On peut y entendre la « biographie d’une époque » selon l’auteur, qui irait de l’espoir au désastre, jusqu’à son crépuscule et une certaine mélancolie peut-être à l’évocation des grands combats, des pensées et des luttes dont furent génératrices et accompagnatrices ces voix, une façon pour l’auteur, en refaisant le parcours de ces penseurs, de continuer l’épigenèse, d’être encore leur disciple et « d’y voir plus clair (ou plus loin) ».

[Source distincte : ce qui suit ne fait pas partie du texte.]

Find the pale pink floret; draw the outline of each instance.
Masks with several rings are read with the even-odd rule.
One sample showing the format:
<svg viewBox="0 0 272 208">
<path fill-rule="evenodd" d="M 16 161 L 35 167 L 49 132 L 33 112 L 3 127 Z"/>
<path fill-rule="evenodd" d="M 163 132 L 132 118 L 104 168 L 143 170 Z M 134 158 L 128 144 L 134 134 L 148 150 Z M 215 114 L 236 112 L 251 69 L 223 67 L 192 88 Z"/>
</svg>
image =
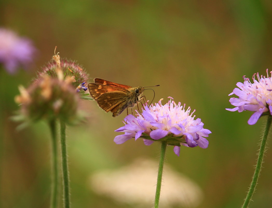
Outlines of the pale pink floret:
<svg viewBox="0 0 272 208">
<path fill-rule="evenodd" d="M 249 124 L 255 124 L 262 115 L 272 115 L 272 78 L 268 75 L 268 69 L 266 70 L 267 77 L 259 73 L 253 75 L 251 83 L 248 78 L 245 78 L 243 83 L 238 82 L 235 88 L 229 95 L 235 94 L 238 98 L 232 97 L 230 102 L 236 106 L 234 108 L 226 108 L 230 111 L 237 111 L 239 112 L 245 110 L 255 111 L 248 121 Z M 272 72 L 270 72 L 271 73 Z M 258 79 L 255 79 L 257 75 Z M 265 112 L 267 112 L 265 113 Z"/>
</svg>

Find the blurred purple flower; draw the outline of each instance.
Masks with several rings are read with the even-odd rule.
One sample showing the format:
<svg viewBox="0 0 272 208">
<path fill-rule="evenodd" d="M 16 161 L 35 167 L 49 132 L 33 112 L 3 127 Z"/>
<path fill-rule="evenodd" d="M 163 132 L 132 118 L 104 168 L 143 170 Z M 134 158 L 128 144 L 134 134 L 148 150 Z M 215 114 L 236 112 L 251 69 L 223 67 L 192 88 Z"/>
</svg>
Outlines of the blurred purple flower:
<svg viewBox="0 0 272 208">
<path fill-rule="evenodd" d="M 186 110 L 185 104 L 181 106 L 179 102 L 177 105 L 171 99 L 162 105 L 162 99 L 149 108 L 146 104 L 143 112 L 138 113 L 137 117 L 127 116 L 125 126 L 115 130 L 125 132 L 115 137 L 115 143 L 122 144 L 132 138 L 136 140 L 139 137 L 144 139 L 146 145 L 156 141 L 167 140 L 168 145 L 175 146 L 174 152 L 178 156 L 181 144 L 190 147 L 208 147 L 209 142 L 203 137 L 208 136 L 211 132 L 203 129 L 204 124 L 200 118 L 194 120 L 195 116 L 192 115 L 195 110 L 190 114 L 190 107 Z"/>
<path fill-rule="evenodd" d="M 270 72 L 270 73 L 272 72 Z M 236 106 L 234 108 L 226 108 L 231 111 L 238 111 L 240 112 L 247 110 L 255 111 L 248 123 L 250 125 L 255 124 L 262 115 L 272 115 L 272 78 L 269 77 L 268 69 L 266 69 L 267 77 L 259 73 L 253 75 L 251 83 L 248 78 L 244 76 L 243 83 L 238 82 L 236 85 L 240 89 L 235 88 L 229 95 L 234 94 L 239 97 L 232 97 L 230 99 L 231 105 Z M 258 80 L 255 79 L 257 75 Z M 240 90 L 240 89 L 241 89 Z"/>
<path fill-rule="evenodd" d="M 0 28 L 0 63 L 10 74 L 15 73 L 20 65 L 26 68 L 32 62 L 36 51 L 29 39 Z"/>
</svg>

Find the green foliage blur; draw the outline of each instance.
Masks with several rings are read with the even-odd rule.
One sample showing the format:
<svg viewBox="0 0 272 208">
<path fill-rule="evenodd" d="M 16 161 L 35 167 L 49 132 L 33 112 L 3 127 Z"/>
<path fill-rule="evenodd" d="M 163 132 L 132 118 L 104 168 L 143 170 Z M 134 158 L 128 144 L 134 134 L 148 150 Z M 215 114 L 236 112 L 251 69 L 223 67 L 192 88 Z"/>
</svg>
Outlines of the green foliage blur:
<svg viewBox="0 0 272 208">
<path fill-rule="evenodd" d="M 41 122 L 18 131 L 10 117 L 19 108 L 14 101 L 18 85 L 31 83 L 56 45 L 61 57 L 82 65 L 90 82 L 99 77 L 133 86 L 160 84 L 153 88 L 153 102 L 171 96 L 196 109 L 196 117 L 212 132 L 209 147 L 181 147 L 178 157 L 169 147 L 167 163 L 201 187 L 204 197 L 198 207 L 241 207 L 266 118 L 250 126 L 251 112 L 225 109 L 232 108 L 228 95 L 243 75 L 272 70 L 270 1 L 17 0 L 0 3 L 0 12 L 1 26 L 32 39 L 39 50 L 28 71 L 0 71 L 0 207 L 49 206 L 48 126 Z M 114 118 L 94 102 L 81 105 L 88 122 L 67 128 L 72 207 L 133 207 L 95 193 L 90 176 L 139 157 L 158 163 L 159 144 L 147 146 L 139 139 L 116 145 L 114 130 L 123 125 L 126 111 Z M 251 208 L 272 206 L 270 149 Z"/>
</svg>

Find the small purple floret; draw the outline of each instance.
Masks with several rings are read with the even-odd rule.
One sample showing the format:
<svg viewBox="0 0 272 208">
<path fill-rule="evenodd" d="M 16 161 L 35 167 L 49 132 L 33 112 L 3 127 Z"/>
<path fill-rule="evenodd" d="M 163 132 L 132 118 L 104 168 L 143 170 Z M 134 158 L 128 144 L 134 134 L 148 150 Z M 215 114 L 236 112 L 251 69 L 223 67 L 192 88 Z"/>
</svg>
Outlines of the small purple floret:
<svg viewBox="0 0 272 208">
<path fill-rule="evenodd" d="M 21 66 L 27 69 L 36 51 L 30 39 L 0 28 L 0 63 L 10 74 L 15 73 Z"/>
</svg>

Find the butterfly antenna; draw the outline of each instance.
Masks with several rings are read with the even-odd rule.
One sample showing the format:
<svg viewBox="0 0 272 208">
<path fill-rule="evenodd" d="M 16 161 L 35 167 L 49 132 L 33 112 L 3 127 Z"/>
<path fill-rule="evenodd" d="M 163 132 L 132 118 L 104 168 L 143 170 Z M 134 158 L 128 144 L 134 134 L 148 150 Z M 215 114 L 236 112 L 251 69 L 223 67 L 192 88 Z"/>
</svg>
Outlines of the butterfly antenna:
<svg viewBox="0 0 272 208">
<path fill-rule="evenodd" d="M 160 85 L 159 85 L 159 84 L 157 84 L 157 85 L 153 85 L 153 86 L 149 86 L 148 87 L 143 87 L 144 88 L 145 88 L 146 87 L 158 87 L 158 86 L 160 86 Z M 150 90 L 150 89 L 144 89 L 144 90 Z"/>
<path fill-rule="evenodd" d="M 159 85 L 155 85 L 155 86 L 151 86 L 150 87 L 156 87 L 157 86 L 160 86 Z M 154 98 L 155 98 L 155 91 L 154 91 L 154 90 L 153 90 L 153 89 L 152 89 L 152 88 L 148 88 L 148 89 L 144 89 L 144 90 L 153 90 L 153 92 L 154 93 L 154 97 L 153 97 L 153 99 L 152 99 L 152 100 L 151 101 L 151 102 L 150 103 L 150 104 L 149 104 L 149 105 L 148 105 L 148 107 L 149 108 L 149 106 L 150 106 L 150 105 L 151 105 L 151 103 L 152 103 L 152 102 L 153 102 L 153 100 L 154 100 Z M 148 103 L 147 104 L 148 104 Z"/>
</svg>

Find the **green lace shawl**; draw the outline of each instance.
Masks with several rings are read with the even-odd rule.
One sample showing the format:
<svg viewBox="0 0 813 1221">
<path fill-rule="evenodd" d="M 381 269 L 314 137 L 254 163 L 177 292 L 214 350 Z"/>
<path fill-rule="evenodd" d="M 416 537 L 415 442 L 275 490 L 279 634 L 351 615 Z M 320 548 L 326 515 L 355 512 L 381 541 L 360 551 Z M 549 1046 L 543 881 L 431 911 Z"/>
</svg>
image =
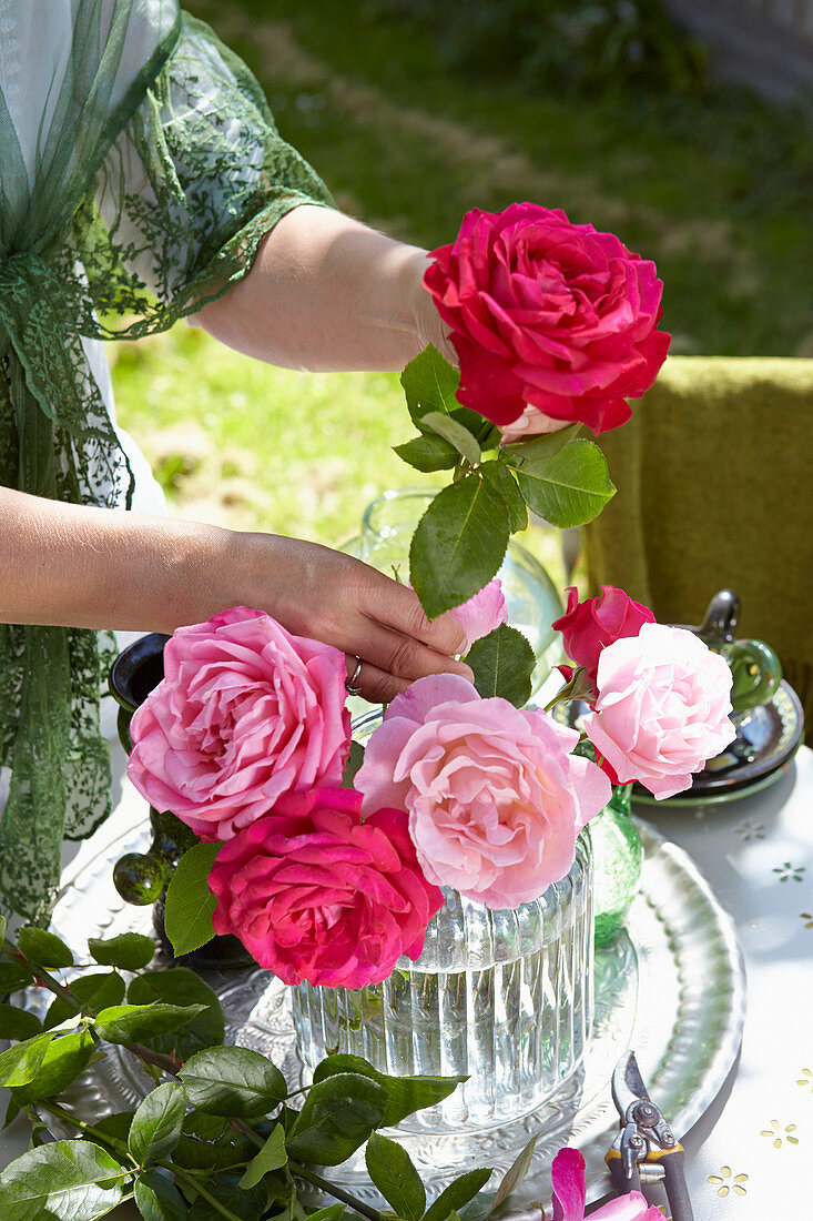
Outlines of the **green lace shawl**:
<svg viewBox="0 0 813 1221">
<path fill-rule="evenodd" d="M 128 81 L 145 9 L 154 45 Z M 0 92 L 0 482 L 129 507 L 85 341 L 166 330 L 239 280 L 281 216 L 330 198 L 244 65 L 175 0 L 82 0 L 52 114 L 29 189 Z M 105 632 L 0 625 L 0 911 L 48 922 L 63 838 L 109 813 L 111 650 Z"/>
</svg>

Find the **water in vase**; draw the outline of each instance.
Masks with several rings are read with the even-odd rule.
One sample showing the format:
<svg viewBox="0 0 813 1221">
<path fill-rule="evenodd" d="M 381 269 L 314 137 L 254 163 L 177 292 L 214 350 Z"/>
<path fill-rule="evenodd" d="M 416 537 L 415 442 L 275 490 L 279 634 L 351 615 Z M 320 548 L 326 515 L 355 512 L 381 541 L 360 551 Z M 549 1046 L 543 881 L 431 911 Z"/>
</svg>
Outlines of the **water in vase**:
<svg viewBox="0 0 813 1221">
<path fill-rule="evenodd" d="M 532 904 L 491 911 L 457 891 L 417 962 L 381 984 L 293 990 L 308 1078 L 327 1055 L 394 1076 L 468 1076 L 400 1131 L 492 1127 L 533 1110 L 577 1068 L 592 1023 L 593 916 L 587 836 L 573 869 Z"/>
</svg>

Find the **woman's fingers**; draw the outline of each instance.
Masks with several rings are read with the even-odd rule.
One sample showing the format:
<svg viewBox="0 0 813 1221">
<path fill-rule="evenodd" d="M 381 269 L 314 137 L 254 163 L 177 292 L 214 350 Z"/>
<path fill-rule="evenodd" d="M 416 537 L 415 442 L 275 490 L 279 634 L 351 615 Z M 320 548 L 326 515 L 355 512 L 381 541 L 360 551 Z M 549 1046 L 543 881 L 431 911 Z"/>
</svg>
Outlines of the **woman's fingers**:
<svg viewBox="0 0 813 1221">
<path fill-rule="evenodd" d="M 361 662 L 359 667 L 355 657 L 348 657 L 347 669 L 348 681 L 345 685 L 353 687 L 348 694 L 360 695 L 365 700 L 369 700 L 370 703 L 389 703 L 397 695 L 406 690 L 410 681 L 409 679 L 399 679 L 394 674 L 380 670 L 371 662 Z M 353 674 L 355 674 L 355 681 L 350 683 Z"/>
<path fill-rule="evenodd" d="M 369 608 L 365 612 L 370 618 L 420 640 L 447 657 L 457 657 L 466 651 L 466 634 L 453 614 L 447 612 L 430 623 L 417 595 L 409 585 L 400 585 L 389 578 L 385 580 L 386 585 L 376 584 L 370 590 Z"/>
<path fill-rule="evenodd" d="M 449 614 L 430 623 L 408 585 L 316 543 L 266 535 L 248 536 L 248 546 L 254 589 L 247 604 L 298 636 L 341 648 L 352 659 L 348 676 L 359 657 L 364 665 L 350 685 L 367 700 L 389 700 L 430 674 L 471 680 L 455 661 L 466 648 L 464 629 Z"/>
</svg>

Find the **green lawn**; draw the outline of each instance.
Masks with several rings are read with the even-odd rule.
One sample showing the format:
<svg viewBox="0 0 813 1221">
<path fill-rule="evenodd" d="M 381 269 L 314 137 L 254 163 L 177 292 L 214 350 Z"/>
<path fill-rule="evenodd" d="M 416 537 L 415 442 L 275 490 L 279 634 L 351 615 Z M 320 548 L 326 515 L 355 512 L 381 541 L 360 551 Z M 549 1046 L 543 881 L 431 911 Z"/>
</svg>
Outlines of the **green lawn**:
<svg viewBox="0 0 813 1221">
<path fill-rule="evenodd" d="M 190 0 L 259 76 L 282 133 L 341 206 L 449 241 L 471 206 L 564 208 L 658 263 L 673 350 L 813 354 L 813 137 L 798 115 L 704 98 L 574 100 L 450 76 L 365 0 Z M 303 375 L 186 324 L 114 349 L 125 425 L 188 516 L 341 542 L 420 477 L 396 376 Z M 553 532 L 533 549 L 552 557 Z"/>
</svg>

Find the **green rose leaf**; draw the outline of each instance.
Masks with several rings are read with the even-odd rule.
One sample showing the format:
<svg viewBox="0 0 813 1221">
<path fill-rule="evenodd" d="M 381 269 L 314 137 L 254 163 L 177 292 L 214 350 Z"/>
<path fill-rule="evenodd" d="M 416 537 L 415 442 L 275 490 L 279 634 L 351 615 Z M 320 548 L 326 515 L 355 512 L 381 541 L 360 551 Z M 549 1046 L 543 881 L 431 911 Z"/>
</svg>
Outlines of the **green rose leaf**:
<svg viewBox="0 0 813 1221">
<path fill-rule="evenodd" d="M 94 1128 L 110 1138 L 110 1153 L 112 1153 L 114 1156 L 116 1154 L 114 1142 L 118 1142 L 123 1145 L 127 1144 L 129 1126 L 133 1122 L 133 1111 L 116 1111 L 115 1115 L 105 1115 L 104 1118 L 94 1121 Z M 104 1140 L 101 1140 L 101 1143 L 103 1145 L 105 1144 Z"/>
<path fill-rule="evenodd" d="M 405 1221 L 420 1221 L 426 1208 L 426 1192 L 406 1150 L 374 1132 L 367 1140 L 365 1162 L 370 1178 L 393 1212 Z"/>
<path fill-rule="evenodd" d="M 183 1134 L 172 1155 L 187 1170 L 219 1170 L 253 1158 L 255 1147 L 227 1120 L 201 1111 L 189 1111 Z"/>
<path fill-rule="evenodd" d="M 265 1183 L 259 1183 L 245 1190 L 239 1186 L 234 1175 L 216 1175 L 208 1179 L 206 1192 L 240 1221 L 256 1221 L 264 1215 L 269 1203 Z M 215 1219 L 221 1221 L 221 1214 L 215 1212 L 209 1200 L 199 1195 L 189 1209 L 189 1221 L 215 1221 Z"/>
<path fill-rule="evenodd" d="M 475 1198 L 459 1210 L 460 1221 L 488 1221 L 494 1211 L 494 1192 L 477 1192 Z"/>
<path fill-rule="evenodd" d="M 382 1085 L 360 1073 L 338 1073 L 313 1084 L 288 1137 L 288 1156 L 338 1166 L 381 1126 Z"/>
<path fill-rule="evenodd" d="M 0 1039 L 32 1039 L 43 1033 L 43 1023 L 26 1009 L 0 1005 Z"/>
<path fill-rule="evenodd" d="M 338 1221 L 345 1209 L 347 1204 L 328 1204 L 325 1209 L 309 1212 L 308 1221 Z"/>
<path fill-rule="evenodd" d="M 381 1122 L 381 1127 L 385 1128 L 394 1127 L 408 1115 L 414 1115 L 415 1111 L 421 1111 L 425 1106 L 442 1103 L 444 1098 L 454 1093 L 460 1082 L 468 1081 L 466 1077 L 388 1077 L 387 1073 L 374 1068 L 361 1056 L 342 1054 L 327 1056 L 316 1065 L 314 1083 L 341 1072 L 360 1073 L 385 1088 L 387 1106 Z"/>
<path fill-rule="evenodd" d="M 155 1034 L 166 1034 L 186 1026 L 204 1009 L 203 1005 L 111 1005 L 103 1009 L 94 1029 L 107 1043 L 143 1043 Z"/>
<path fill-rule="evenodd" d="M 2 1221 L 95 1221 L 118 1204 L 128 1173 L 89 1140 L 29 1149 L 0 1173 Z"/>
<path fill-rule="evenodd" d="M 146 1095 L 131 1123 L 127 1147 L 139 1166 L 167 1158 L 183 1131 L 187 1098 L 178 1082 L 167 1082 Z"/>
<path fill-rule="evenodd" d="M 0 1085 L 27 1085 L 33 1081 L 55 1038 L 52 1031 L 46 1031 L 0 1053 Z"/>
<path fill-rule="evenodd" d="M 288 1093 L 280 1070 L 248 1048 L 199 1051 L 187 1060 L 179 1076 L 192 1106 L 209 1115 L 256 1117 L 270 1111 Z"/>
<path fill-rule="evenodd" d="M 17 933 L 17 945 L 38 967 L 72 967 L 73 955 L 65 941 L 44 928 L 28 926 Z"/>
<path fill-rule="evenodd" d="M 409 549 L 413 589 L 430 619 L 488 584 L 503 562 L 508 535 L 505 502 L 479 474 L 438 492 Z"/>
<path fill-rule="evenodd" d="M 138 1176 L 136 1204 L 144 1221 L 186 1221 L 187 1217 L 187 1205 L 177 1187 L 156 1170 Z"/>
<path fill-rule="evenodd" d="M 455 394 L 460 375 L 431 343 L 409 361 L 400 375 L 400 385 L 409 414 L 419 429 L 427 411 L 452 411 L 459 407 Z"/>
<path fill-rule="evenodd" d="M 405 463 L 424 473 L 450 470 L 452 466 L 457 466 L 459 459 L 454 446 L 435 432 L 413 437 L 403 446 L 393 446 L 393 449 Z"/>
<path fill-rule="evenodd" d="M 480 411 L 472 411 L 470 407 L 455 407 L 449 415 L 469 430 L 481 449 L 496 449 L 499 444 L 502 438 L 499 429 Z"/>
<path fill-rule="evenodd" d="M 122 933 L 104 940 L 88 938 L 88 950 L 103 967 L 121 967 L 122 971 L 140 971 L 149 966 L 155 954 L 155 941 L 140 933 Z"/>
<path fill-rule="evenodd" d="M 177 1054 L 187 1060 L 195 1051 L 223 1042 L 223 1010 L 216 993 L 200 976 L 188 967 L 168 967 L 165 971 L 145 971 L 131 980 L 127 989 L 131 1005 L 149 1005 L 161 1000 L 170 1005 L 197 1004 L 204 1006 L 188 1026 L 171 1034 L 156 1034 L 148 1042 L 154 1051 Z"/>
<path fill-rule="evenodd" d="M 117 971 L 94 971 L 89 976 L 79 976 L 71 980 L 70 988 L 79 1001 L 82 1012 L 94 1017 L 103 1009 L 121 1004 L 125 998 L 125 980 Z M 66 1000 L 55 996 L 45 1015 L 45 1029 L 50 1031 L 55 1026 L 61 1026 L 76 1011 Z"/>
<path fill-rule="evenodd" d="M 34 982 L 33 971 L 20 966 L 16 962 L 0 962 L 0 996 L 7 996 L 12 991 L 20 991 Z"/>
<path fill-rule="evenodd" d="M 421 418 L 421 429 L 431 429 L 438 437 L 443 437 L 472 466 L 480 462 L 480 446 L 465 425 L 453 416 L 444 415 L 443 411 L 426 411 Z"/>
<path fill-rule="evenodd" d="M 45 1048 L 45 1055 L 37 1074 L 12 1092 L 16 1105 L 24 1106 L 40 1098 L 54 1098 L 56 1094 L 61 1094 L 87 1068 L 93 1048 L 93 1038 L 88 1031 L 77 1031 L 73 1034 L 54 1039 Z"/>
<path fill-rule="evenodd" d="M 537 462 L 542 458 L 553 458 L 569 441 L 575 441 L 581 431 L 581 424 L 573 424 L 568 429 L 559 429 L 557 432 L 543 432 L 530 441 L 516 441 L 513 444 L 503 446 L 499 457 L 511 466 L 522 466 L 526 462 Z"/>
<path fill-rule="evenodd" d="M 490 1178 L 490 1166 L 483 1170 L 470 1170 L 466 1175 L 454 1178 L 427 1209 L 424 1221 L 446 1221 L 450 1212 L 458 1212 L 464 1204 L 472 1200 Z"/>
<path fill-rule="evenodd" d="M 474 642 L 465 661 L 483 700 L 500 696 L 518 708 L 525 707 L 531 695 L 536 656 L 521 631 L 502 623 Z"/>
<path fill-rule="evenodd" d="M 267 1175 L 272 1170 L 280 1170 L 287 1161 L 286 1129 L 281 1123 L 277 1123 L 256 1158 L 253 1158 L 245 1167 L 245 1173 L 240 1178 L 240 1187 L 245 1189 L 256 1187 L 264 1175 Z"/>
<path fill-rule="evenodd" d="M 511 1192 L 519 1187 L 529 1170 L 531 1168 L 531 1159 L 533 1158 L 533 1149 L 536 1148 L 536 1142 L 538 1140 L 538 1133 L 531 1137 L 525 1148 L 514 1159 L 514 1162 L 508 1167 L 503 1177 L 502 1183 L 497 1188 L 497 1194 L 494 1195 L 494 1208 L 498 1209 L 503 1204 Z"/>
<path fill-rule="evenodd" d="M 562 529 L 592 521 L 615 495 L 604 454 L 585 440 L 570 441 L 552 458 L 522 462 L 516 482 L 527 507 Z"/>
<path fill-rule="evenodd" d="M 508 515 L 511 534 L 527 529 L 527 507 L 522 499 L 522 493 L 516 486 L 516 477 L 511 474 L 504 462 L 493 458 L 485 462 L 480 468 L 480 474 L 488 480 L 508 505 Z"/>
<path fill-rule="evenodd" d="M 217 905 L 206 879 L 222 844 L 195 844 L 178 861 L 166 888 L 166 935 L 176 957 L 211 941 L 211 917 Z"/>
</svg>

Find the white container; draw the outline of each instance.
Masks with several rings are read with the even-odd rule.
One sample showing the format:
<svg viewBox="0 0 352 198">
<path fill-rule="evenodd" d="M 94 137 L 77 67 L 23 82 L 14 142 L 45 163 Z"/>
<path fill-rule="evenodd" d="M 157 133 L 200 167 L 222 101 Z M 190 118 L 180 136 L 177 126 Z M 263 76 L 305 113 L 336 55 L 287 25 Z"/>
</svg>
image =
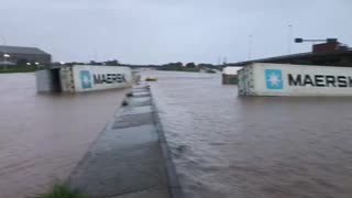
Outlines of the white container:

Des vers composés à la fois de vers libres, autonomes, ou bien en prose coupée, ou de facture classique à forme fixe, avec enjambement, alternent dans le même texte, comme une combinaison de tous les procédés et partis pris de l’écriture versifiée.
Le vers comme moyen de mieux dire ce qu’une prose méthodique aurait aplati ? Il est possible que le choix d’une telle forme réponde plus essentiellement à cette démarche mémorielle : l’usage du vers comme jadis le vers connu de tous dans les récitations, et qui servait à la fois de récit (de mise en ordre d’une pensée portée et sous-jacente) et de matière plus aisée à fixer en mémoire, en sa chorégraphie répétée. Ce que Claude Roy à propos de la poésie, d’abord « mémorisable », appelait en un léger glissement, la poésie « mémorable ».
Un ouvrage audacieux par son choix formel qui le place résolument à la lisière des genres et conçu, par bonheur, par un poète philosophe autant qu’un philosophe poète.